I told a friend yesterday morning that I was “really excited about Lent,” and the words sounded strange coming out of my mouth. It was a bit like saying I couldn’t wait for my own funeral. Tonight I will go to sleep with a cross of ashes on my forehead, a gritty reminder of my own imminent death.
When I was a Protestant child, I remember wiping the dirt off a friend’s head at school, only to be informed that I shouldn’t have done that. Two years ago, as I was nearing my own reception into the Church, I had ashes placed on my forehead for the first time. Afterwards, in the coffee shop, I wore my winter hat down over my brow so that no one would see. Last year, I wore my ashes a bit more openly leaving church.
Today I went back for seconds.
I attended morning mass with Katie and watched with joy as an 11-year-old boy who says he wants to be a priest served at the altar. Then tonight came the clincher, when I served as a lector at evening mass, and Father Barnes asked Michael and me to help him distribute the ashes. So after the homily I stood at the head of the Blessed Mother’s aisle with a small bowl of burned palm leaves and ground ashen crosses into people’s foreheads with my thumb. Try it sometime.

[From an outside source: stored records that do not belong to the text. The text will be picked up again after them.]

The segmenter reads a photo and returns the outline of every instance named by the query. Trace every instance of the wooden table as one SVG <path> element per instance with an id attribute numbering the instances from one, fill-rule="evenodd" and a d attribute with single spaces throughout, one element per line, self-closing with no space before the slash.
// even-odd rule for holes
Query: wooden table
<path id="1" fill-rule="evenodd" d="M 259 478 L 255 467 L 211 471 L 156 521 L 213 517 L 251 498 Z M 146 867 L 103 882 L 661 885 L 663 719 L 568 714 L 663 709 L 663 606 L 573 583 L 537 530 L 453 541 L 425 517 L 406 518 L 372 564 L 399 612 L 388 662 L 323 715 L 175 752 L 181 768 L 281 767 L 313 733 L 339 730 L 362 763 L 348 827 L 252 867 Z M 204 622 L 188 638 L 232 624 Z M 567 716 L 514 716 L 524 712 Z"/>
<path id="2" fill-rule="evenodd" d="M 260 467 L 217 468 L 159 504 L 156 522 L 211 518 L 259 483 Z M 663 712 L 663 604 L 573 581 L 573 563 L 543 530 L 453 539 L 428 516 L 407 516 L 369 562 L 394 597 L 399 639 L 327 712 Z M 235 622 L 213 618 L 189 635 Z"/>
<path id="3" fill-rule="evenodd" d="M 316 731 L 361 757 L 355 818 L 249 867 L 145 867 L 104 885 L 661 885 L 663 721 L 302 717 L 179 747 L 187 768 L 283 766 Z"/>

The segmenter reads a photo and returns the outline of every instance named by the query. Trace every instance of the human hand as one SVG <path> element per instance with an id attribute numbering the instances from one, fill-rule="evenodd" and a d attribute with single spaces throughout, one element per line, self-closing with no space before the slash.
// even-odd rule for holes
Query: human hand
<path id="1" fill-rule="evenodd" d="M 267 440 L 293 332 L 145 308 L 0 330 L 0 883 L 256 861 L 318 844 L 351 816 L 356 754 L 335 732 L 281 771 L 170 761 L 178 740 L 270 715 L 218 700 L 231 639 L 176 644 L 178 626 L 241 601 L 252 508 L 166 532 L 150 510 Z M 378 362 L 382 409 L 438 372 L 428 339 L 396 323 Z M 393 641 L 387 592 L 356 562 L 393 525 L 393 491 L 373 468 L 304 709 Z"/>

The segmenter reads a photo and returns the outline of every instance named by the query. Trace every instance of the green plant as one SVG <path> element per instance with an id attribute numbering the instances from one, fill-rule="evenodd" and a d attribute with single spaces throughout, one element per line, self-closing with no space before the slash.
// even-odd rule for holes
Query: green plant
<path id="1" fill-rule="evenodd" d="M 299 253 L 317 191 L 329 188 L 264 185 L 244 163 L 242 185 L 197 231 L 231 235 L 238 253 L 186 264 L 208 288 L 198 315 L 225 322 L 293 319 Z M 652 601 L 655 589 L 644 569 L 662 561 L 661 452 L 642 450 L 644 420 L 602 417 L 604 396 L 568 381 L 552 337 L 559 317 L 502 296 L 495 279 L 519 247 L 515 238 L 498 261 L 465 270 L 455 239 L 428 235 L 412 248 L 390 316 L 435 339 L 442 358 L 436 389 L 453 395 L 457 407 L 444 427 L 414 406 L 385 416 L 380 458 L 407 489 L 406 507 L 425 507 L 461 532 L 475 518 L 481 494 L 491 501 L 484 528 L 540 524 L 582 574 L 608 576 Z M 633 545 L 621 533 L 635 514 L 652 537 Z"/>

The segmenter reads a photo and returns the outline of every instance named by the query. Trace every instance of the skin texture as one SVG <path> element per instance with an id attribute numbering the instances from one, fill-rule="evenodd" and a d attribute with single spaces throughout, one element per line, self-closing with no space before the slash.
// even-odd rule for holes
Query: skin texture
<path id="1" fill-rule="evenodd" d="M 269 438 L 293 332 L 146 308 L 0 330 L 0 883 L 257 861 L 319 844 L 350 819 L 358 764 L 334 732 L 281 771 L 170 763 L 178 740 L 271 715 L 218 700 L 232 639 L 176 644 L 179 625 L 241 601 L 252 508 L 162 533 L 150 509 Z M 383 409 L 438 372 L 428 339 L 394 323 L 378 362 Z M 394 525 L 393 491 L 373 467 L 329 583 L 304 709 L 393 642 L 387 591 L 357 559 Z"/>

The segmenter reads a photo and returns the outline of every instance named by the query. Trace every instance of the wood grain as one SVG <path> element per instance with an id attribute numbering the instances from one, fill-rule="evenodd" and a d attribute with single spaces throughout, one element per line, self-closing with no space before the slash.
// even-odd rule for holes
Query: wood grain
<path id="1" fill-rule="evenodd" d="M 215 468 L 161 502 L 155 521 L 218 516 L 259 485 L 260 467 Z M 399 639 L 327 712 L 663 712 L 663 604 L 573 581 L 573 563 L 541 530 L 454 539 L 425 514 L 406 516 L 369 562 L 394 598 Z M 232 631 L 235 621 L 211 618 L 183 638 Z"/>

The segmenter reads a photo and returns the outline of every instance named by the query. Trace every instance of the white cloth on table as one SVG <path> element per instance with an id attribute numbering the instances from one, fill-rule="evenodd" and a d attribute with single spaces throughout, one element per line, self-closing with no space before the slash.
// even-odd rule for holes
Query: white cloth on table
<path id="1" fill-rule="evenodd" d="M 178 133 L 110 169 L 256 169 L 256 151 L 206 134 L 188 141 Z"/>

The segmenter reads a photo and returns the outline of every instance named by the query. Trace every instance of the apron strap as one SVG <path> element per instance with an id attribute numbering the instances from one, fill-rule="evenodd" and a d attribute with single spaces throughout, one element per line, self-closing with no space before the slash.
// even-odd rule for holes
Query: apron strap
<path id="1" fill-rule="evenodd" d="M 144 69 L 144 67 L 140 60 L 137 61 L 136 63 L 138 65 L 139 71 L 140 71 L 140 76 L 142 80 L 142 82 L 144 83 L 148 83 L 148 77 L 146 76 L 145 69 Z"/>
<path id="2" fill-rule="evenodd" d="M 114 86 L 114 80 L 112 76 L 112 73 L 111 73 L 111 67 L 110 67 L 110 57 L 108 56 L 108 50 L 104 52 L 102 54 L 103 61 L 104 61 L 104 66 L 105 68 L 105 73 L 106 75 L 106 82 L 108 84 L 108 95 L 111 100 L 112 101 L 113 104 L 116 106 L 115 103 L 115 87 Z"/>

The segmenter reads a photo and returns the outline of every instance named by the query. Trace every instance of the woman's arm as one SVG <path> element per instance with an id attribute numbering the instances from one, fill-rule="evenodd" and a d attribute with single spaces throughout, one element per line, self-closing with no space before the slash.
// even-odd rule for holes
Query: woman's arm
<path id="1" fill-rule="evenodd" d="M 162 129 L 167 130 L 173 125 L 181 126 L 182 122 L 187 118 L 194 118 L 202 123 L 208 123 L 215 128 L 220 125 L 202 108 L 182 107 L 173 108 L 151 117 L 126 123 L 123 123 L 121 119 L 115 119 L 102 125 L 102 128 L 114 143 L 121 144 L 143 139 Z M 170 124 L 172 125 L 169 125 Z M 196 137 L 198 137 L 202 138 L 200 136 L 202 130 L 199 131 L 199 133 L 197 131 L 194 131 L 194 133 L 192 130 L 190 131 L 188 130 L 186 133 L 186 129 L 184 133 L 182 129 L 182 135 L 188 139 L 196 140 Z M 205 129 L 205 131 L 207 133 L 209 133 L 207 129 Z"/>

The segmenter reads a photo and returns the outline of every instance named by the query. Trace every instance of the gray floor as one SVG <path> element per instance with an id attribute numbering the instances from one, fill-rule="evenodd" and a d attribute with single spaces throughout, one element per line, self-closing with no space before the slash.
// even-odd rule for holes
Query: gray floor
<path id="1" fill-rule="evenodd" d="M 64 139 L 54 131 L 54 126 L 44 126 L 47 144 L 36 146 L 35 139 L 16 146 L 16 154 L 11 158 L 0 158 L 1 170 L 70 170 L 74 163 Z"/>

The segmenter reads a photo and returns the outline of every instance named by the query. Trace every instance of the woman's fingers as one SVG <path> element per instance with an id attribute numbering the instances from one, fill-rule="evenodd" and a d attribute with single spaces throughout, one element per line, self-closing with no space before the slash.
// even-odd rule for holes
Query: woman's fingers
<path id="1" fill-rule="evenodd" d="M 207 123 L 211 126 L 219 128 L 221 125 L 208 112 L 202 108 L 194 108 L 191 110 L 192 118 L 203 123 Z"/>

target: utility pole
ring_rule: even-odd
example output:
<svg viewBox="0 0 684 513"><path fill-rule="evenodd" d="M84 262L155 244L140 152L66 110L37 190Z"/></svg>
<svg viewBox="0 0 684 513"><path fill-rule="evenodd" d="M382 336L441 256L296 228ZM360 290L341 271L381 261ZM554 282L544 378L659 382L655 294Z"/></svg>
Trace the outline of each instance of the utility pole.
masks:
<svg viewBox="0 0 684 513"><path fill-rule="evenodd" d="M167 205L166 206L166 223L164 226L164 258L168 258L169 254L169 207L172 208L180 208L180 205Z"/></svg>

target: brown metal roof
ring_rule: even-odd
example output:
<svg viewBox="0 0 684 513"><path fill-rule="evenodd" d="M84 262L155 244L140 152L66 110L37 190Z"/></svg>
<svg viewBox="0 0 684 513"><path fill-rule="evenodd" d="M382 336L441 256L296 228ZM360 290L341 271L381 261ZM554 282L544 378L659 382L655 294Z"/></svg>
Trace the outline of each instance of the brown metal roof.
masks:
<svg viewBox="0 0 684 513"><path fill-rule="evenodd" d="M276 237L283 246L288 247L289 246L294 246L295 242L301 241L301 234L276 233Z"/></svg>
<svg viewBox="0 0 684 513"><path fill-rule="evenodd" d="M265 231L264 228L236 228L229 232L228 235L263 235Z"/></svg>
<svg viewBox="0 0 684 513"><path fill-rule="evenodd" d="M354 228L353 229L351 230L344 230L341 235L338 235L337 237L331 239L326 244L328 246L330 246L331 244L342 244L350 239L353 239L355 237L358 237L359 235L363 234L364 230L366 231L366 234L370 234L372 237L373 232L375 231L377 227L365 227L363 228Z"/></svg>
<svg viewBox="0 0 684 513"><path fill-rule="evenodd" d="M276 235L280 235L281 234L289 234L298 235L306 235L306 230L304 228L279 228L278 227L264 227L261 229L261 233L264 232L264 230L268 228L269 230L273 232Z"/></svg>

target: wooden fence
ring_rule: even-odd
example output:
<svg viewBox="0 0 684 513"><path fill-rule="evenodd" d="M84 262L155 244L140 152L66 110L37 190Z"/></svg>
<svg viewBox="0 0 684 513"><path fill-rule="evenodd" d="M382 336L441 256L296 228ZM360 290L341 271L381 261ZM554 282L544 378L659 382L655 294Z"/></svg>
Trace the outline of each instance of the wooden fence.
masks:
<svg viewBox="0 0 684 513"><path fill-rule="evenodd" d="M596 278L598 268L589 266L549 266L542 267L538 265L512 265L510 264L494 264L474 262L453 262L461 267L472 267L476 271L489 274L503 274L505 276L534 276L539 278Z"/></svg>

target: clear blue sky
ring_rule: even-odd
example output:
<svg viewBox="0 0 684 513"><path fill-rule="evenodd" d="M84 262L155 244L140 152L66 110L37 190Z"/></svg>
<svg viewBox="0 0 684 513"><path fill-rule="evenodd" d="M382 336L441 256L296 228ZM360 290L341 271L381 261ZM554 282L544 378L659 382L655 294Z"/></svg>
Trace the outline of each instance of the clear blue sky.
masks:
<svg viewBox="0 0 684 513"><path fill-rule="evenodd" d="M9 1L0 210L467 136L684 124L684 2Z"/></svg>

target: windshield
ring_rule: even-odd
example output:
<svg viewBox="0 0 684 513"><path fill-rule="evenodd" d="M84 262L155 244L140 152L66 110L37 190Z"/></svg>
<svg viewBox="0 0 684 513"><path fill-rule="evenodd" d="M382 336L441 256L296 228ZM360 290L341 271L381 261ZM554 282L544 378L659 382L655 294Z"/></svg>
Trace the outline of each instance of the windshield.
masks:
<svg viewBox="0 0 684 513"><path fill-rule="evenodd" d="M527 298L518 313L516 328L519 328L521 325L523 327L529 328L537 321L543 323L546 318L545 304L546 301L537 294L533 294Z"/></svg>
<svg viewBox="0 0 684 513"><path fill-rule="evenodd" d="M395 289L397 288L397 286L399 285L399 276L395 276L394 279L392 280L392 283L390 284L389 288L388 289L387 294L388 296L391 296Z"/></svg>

Try repeating “Remember you are dust, and to dust you shall return” to a procession of friends, acquaintances, and total strangers while you press a vivid reminder into their heads that they are little more than ashes themselves. Try it with an 80-year-old woman bent over a walker for whom this could be the last Ash Wednesday. Try it with an 8-year-old boy who looks up at you wonderingly, not sure whether to wear a long face or giggle, a child who will probably outlive you, but by how much, and does it matter? “Remember you are dust, and to dust you shall return.” Try it with a teenage girl, whose carefully shaped bangs form a nearly impassable barrier. Try it with a friend who greets you with a warm smile, which you return warmly, while saying, “Remember you are dust, and to dust you shall return.”
There is an awesome formality to serving communion, which I have also had the opportunity to do, and nothing personal passes between the server and the communicant usually. Distributing ashes on the first day of Lent is a different, utterly intimate gesture. Some, receiving the ashes, say “Amen,” as with communion. Some say “Thank you.” Some only smile and turn away.
All of us will turn away soon enough. I will go to sleep tonight with a cross of ashes on my forehead. And the great season of Lent has begun.